Intellimali takes flak over R14m student 'loan'

FILE: Walter Sisulu student Sibongile Mani, who made headlines after spending a chunk of R14-million mistakenly loaded onto her student loan card.

JOHANNESBURG  - ANC MPs have put the blame for the mistaken payment of R14-million on service provider Intellimali, saying it should have done more to prevent a student loan card from being used in an irregular manner.

Parliament was briefed on Tuesday on how a student was paid R14-million instead of R1,400  and went on to spend more than R800,000 of it.

None of the parties involved took responsibility for the erroneous payment.

“For me, honestly, it’s the fault of the service provider," said ANC MP Sibongile Mchunu.  "You were not able to pick up that such an amount was deposited into the student's account. We don’t know when did you know?

"We know that former NSFAS employees are now directors of Intellimali. I think because they have worked at NSFAS [National Student Financial Aid Scheme] before, they should have known better", Mchunu said

Intellimali defended itself, saying it had a proven record.

 

 

Instead, it was the student who didn't behave appropriately after receiving the money, Intellimali said.

"In simple terms, we’d like to state there were no over sight, no errors or negligence by a member of Intellimali team in uploading the file the student in question received the correct allocation of R1,400," said Intellimali CEO Michael Ansell.

No one has been charged yet for depositing the millions into Sibongile Mani's account.

The Walter Sisulu University said its staff were also not to blame for the payment.

“We are not suspecting any rogue behaviour from any of our staff members ... it seems to us that our own internal systems are looking fine,” said the university's vice-chancellor, Rob Midgley.

The university was giving Mani support in dealing with both her situation and the media.

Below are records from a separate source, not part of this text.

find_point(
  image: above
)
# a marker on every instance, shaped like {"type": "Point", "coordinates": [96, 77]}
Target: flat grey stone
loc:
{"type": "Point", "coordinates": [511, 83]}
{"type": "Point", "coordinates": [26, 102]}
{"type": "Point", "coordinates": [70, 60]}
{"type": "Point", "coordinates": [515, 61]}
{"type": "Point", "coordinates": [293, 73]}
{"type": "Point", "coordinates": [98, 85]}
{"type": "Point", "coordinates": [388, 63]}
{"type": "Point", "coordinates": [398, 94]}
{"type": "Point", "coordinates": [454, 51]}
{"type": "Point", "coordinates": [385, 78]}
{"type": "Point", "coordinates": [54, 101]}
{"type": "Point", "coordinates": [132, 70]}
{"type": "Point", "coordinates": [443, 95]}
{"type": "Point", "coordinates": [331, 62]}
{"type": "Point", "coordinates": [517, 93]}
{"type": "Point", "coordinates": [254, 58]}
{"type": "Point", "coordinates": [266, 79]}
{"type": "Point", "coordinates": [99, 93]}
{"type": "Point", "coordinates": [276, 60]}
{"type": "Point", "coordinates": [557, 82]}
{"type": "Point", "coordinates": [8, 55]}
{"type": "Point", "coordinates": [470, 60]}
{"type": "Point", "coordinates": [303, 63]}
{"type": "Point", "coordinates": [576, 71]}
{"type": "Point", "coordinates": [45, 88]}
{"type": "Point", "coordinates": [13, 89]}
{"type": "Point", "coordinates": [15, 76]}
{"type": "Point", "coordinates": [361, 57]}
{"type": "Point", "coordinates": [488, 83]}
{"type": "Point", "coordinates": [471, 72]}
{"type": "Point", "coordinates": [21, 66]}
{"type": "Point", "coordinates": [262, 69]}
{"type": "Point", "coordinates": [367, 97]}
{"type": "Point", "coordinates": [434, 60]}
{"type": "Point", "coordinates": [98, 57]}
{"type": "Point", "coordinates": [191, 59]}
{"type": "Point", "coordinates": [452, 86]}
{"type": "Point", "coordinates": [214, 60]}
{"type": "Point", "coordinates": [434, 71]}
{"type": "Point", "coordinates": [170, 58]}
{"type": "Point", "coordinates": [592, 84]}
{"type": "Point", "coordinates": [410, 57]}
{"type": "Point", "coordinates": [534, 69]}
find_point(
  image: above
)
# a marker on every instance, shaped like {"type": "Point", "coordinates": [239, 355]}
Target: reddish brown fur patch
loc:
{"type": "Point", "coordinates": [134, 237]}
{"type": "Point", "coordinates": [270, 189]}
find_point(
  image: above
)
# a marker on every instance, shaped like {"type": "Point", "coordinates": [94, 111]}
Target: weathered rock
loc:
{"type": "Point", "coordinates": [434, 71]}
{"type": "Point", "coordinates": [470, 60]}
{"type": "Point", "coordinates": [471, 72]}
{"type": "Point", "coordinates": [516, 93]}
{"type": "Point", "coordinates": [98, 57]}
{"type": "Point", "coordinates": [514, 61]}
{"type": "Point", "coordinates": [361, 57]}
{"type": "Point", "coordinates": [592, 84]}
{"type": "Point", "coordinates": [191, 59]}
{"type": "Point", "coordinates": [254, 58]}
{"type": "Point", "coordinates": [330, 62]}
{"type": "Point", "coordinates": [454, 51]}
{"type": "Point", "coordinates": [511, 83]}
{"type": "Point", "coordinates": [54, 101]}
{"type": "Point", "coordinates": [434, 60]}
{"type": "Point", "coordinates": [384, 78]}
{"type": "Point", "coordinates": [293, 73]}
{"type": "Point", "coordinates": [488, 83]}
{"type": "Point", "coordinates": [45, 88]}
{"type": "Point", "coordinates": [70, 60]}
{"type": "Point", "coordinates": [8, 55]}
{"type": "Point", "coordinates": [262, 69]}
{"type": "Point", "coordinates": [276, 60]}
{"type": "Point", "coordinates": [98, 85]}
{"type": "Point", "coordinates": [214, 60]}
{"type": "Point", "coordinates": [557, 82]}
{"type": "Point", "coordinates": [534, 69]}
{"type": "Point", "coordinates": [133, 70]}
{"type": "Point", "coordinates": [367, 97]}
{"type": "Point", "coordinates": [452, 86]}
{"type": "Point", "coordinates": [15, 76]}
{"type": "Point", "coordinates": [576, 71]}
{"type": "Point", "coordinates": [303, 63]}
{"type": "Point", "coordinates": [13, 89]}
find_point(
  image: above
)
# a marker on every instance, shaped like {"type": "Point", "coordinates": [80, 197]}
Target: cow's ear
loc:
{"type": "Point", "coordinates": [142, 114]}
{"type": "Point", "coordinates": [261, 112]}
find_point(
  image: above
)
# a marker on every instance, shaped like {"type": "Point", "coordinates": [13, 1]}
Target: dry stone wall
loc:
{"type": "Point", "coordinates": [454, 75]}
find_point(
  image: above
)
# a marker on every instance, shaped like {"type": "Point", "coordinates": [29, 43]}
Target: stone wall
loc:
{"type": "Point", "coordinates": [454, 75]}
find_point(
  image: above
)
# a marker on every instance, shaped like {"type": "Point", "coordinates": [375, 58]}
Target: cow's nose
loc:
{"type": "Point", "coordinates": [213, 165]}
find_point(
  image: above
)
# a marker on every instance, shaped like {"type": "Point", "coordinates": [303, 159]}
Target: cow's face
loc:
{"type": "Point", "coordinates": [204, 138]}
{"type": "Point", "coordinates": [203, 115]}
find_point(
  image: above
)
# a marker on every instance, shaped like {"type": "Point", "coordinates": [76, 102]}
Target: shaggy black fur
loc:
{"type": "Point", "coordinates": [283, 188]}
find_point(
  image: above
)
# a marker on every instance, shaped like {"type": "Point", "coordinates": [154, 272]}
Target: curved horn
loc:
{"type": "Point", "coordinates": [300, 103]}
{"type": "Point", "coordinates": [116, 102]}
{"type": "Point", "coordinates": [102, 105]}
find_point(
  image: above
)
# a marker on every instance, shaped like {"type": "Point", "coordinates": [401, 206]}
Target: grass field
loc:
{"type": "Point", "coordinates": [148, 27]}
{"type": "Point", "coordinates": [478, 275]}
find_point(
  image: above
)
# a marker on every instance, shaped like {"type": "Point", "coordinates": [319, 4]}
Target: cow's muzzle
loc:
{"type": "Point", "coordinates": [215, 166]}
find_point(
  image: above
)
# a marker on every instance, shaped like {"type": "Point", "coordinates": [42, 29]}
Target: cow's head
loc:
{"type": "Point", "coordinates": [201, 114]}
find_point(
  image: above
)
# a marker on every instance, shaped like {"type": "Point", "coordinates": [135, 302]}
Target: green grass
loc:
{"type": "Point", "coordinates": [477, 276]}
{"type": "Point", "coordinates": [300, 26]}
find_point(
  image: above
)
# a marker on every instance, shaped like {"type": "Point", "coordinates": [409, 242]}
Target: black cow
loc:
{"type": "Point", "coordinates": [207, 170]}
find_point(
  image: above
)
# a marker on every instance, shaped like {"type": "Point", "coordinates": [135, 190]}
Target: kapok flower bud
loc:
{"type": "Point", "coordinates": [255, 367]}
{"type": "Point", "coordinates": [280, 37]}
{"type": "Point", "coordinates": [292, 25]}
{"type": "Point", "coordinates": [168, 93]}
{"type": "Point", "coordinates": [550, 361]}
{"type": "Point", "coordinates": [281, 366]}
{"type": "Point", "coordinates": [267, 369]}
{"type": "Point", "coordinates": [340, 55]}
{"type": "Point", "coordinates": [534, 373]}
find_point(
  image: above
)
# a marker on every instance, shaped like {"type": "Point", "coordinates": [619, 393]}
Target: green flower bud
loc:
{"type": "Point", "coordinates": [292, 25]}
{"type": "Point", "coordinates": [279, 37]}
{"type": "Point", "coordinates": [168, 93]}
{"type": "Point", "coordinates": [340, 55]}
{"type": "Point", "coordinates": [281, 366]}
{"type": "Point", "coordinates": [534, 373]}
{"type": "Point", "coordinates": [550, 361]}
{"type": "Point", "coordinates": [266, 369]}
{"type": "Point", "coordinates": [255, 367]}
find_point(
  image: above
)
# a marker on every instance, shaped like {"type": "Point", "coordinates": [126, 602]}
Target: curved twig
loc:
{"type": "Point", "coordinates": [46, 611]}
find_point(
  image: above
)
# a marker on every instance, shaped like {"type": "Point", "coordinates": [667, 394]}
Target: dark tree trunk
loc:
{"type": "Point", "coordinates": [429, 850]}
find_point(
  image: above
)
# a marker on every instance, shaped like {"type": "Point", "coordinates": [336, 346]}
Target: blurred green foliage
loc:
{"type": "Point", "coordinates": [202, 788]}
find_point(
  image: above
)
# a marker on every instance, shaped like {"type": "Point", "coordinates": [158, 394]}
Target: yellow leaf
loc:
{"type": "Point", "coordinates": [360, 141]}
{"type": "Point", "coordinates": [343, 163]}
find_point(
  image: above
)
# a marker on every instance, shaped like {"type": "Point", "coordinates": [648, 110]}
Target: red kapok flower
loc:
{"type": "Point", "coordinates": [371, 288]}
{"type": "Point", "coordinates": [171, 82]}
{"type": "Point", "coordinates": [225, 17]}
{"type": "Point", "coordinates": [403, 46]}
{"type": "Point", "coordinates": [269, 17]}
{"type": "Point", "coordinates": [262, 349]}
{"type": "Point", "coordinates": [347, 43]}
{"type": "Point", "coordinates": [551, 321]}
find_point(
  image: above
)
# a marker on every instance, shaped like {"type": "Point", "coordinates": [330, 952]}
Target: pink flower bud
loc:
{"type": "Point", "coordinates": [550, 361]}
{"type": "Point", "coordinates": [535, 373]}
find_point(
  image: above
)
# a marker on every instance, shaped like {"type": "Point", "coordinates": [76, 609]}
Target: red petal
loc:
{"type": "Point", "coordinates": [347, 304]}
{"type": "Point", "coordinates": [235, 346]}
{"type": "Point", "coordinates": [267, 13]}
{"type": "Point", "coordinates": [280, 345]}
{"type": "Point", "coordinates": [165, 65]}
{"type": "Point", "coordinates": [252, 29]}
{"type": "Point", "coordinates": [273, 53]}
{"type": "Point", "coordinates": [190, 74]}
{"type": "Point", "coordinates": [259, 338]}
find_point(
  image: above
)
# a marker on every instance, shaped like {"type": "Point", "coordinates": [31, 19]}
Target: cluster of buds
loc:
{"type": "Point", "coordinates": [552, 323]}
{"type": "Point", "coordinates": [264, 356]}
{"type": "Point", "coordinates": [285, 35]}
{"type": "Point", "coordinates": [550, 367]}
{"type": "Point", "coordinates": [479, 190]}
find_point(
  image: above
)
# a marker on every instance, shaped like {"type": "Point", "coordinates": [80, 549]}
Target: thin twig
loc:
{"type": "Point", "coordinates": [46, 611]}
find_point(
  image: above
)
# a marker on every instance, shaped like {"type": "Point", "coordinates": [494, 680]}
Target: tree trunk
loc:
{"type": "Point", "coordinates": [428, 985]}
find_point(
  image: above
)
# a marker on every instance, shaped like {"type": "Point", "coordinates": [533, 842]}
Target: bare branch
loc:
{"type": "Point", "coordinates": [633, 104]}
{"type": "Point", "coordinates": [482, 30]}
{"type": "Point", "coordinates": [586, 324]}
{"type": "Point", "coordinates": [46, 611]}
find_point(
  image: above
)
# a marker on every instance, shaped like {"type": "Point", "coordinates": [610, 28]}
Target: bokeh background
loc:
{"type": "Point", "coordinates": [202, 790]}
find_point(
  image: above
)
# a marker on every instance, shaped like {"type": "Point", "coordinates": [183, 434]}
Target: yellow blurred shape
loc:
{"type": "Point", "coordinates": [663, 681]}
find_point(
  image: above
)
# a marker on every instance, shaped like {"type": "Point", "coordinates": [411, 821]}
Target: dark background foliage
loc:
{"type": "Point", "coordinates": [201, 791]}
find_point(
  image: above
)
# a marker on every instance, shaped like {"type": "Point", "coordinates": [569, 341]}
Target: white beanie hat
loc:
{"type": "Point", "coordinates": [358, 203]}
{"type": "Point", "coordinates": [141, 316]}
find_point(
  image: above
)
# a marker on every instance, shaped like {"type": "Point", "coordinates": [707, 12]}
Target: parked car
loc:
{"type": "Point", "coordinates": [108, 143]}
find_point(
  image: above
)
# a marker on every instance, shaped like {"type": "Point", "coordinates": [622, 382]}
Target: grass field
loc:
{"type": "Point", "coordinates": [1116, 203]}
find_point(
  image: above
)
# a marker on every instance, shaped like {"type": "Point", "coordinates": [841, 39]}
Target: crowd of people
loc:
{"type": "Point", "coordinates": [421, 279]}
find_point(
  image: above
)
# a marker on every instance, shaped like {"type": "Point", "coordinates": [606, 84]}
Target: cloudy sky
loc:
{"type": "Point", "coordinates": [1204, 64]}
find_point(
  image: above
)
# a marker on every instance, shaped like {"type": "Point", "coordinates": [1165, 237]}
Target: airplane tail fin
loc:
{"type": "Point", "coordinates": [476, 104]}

“To treat somebody as innocent until proven guilty, I think that is the way to go," Midgley, said.

"I also indicated in my initial report that we did not want to isolate any individual. We can’t just charge anybody without any suspicions. Let’s find out what it is and once we know, we will proceed against all those involved because if we don’t, we‘re actually losing the battle," he said.

NSFAS CEO Steven Zwane said it had asked the university to explain how such a large amount of money had been paid out.

"Speedily they responded to us and outlined the fact that from their side nothing happened. But they do suspect that issue could be with the third party,” he said, referring to Intellimali.

The matter is now under forensic investigation by an independent firm and the South African Police Service.